JC : Sans hésitation, oui !!! Vingt après la catastrophe, la radioactivité est encore très présente dans cette ville russe mais aussi, plus grave, dans les potagers des particuliers. André y a mesuré des taux de césium 137 supérieurs à 800 000 bq/m? et des pics de 1 million de béquerels dans les zones agricoles et forestières. Pour vous donner un ordre d'idée, la zone interdite de Tchernobyl commence dès que le compteur Geiger crépite et dépasse le seuil des 555 000 bq/m?.. Nous étions conscients que nous soulevions un gros lièvre dans une région totalement abandonnée par le Soviet Suprême. Au cours d'une cérémonie publique de remise de diplôme (une célébration digne de l'héritage soviétique), l'association des enfants de Tchernobyl a pu révéler à la population le résultat de ses mesures ainsi que les possibles aides humanitaires apportées aux enfants de la région : financement de séjours en France dits « de décontamination », distributions de comprimés de pectine pour baisser le taux de radioactivité dans le corps et des aides pour la réhabilitation de l'hôpital délabré de la ville.
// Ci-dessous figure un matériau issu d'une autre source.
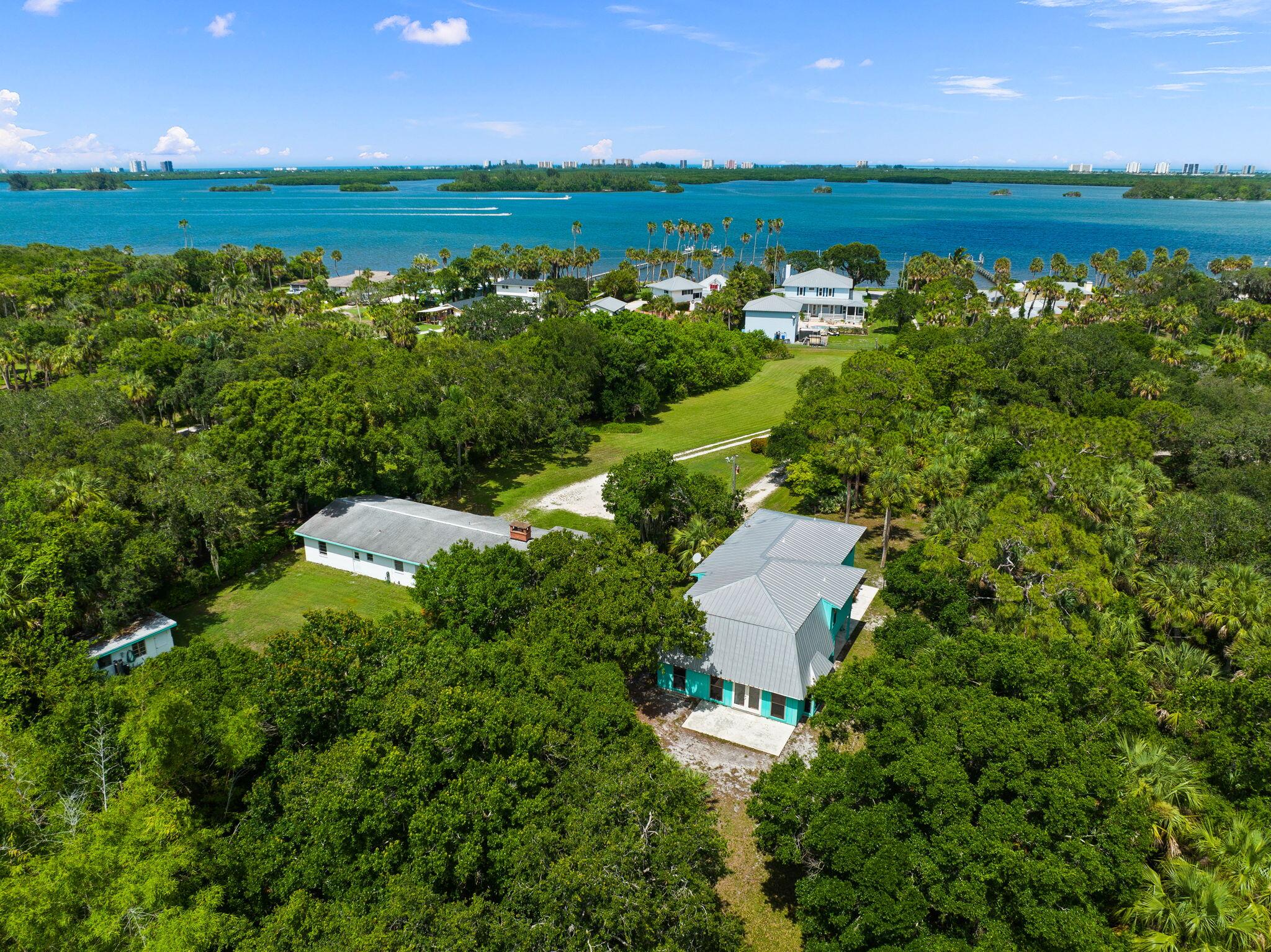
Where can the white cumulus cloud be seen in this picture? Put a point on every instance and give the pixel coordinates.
(670, 155)
(449, 32)
(509, 130)
(220, 25)
(989, 87)
(603, 149)
(46, 8)
(176, 141)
Ce jour là, les citoyens de la ville étaient révoltés contre Moscou et une procédure en justice a été engagée pour contrer les trucages de Poutine.

ARRITTI : Vous étiez donc au coeur d'une polémique, existait-il un danger de vous faire expulser du pays ?
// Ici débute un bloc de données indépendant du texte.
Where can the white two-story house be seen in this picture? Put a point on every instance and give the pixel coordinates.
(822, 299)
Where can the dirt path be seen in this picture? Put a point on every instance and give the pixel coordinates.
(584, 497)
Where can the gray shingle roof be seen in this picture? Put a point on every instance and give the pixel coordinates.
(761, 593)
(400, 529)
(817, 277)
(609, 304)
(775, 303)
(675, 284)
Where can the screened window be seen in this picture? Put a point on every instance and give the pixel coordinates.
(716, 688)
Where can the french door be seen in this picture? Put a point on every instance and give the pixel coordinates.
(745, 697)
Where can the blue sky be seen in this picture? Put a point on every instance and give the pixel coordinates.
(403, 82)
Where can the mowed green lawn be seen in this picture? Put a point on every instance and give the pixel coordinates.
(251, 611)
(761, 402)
JC : Depuis la révolution orange en Ukraine, le Président russe a fait voter des lois draconiennes qui limitent sévèrement le champ d'action des ONG étrangères en Russie. Poutine, dernier directeur général du KGB, pense que les associations humanitaires occidentales regorgent d'agents de renseignement qui pourraient permettre, un jour, le renversement de son régime. Le jour où nous avons fait la Une de la presse écrite russe, le FSB (ex KGB) a rendu une petite visite de courtoisie à Monsieur le Maire. Malgré cette attention particulière de la police russe, nous avons pu poursuivre en toute liberté nos investigations.

ARRITTI : Quel est le type de régime alimentaire dans ces campagnes russes ?

JC : Il est identique à celui de la Corse rurale où les produits laitiers et les légumes frais sont présents tous les jours dans l'assiette du consommateur. En Russie, la pauvreté généralisée induit inexorablement une volonté prononcée pour la consommation des champignons radioactifs. Quand je me suis baladé dans le marché de la ville, en septembre dernier, c'était le produit local dangereux à bas prix qui se vendait le mieux.

ARRITTI : Aujourd'hui, les enfants russes, qui vivent dans ces zones contaminées, sont ils en danger ? Y a-t-il urgence ?

JC : Je crois qu'il est temps d'agir très vite, mais pas dans six mois.dès aujourd'hui !!! Chaque jour qui passe, au coeur de ce poison inodore et incolore, ce sont des milliers de gamins pour la plupart innocents qui cumulent des doses inhumaines de radioactivité. Le risque est de développer dans un cours délai des complications médicales de type cancer et d'accélérer des mutations génétiques indélébiles pour les générations futures. L'acte le plus fort, ce serait d'adhérer à l'association des enfants de Tchernobyl et d'accueillir pendant l'été les enfants russes de Novozybkov au sein de quelques familles en Corse.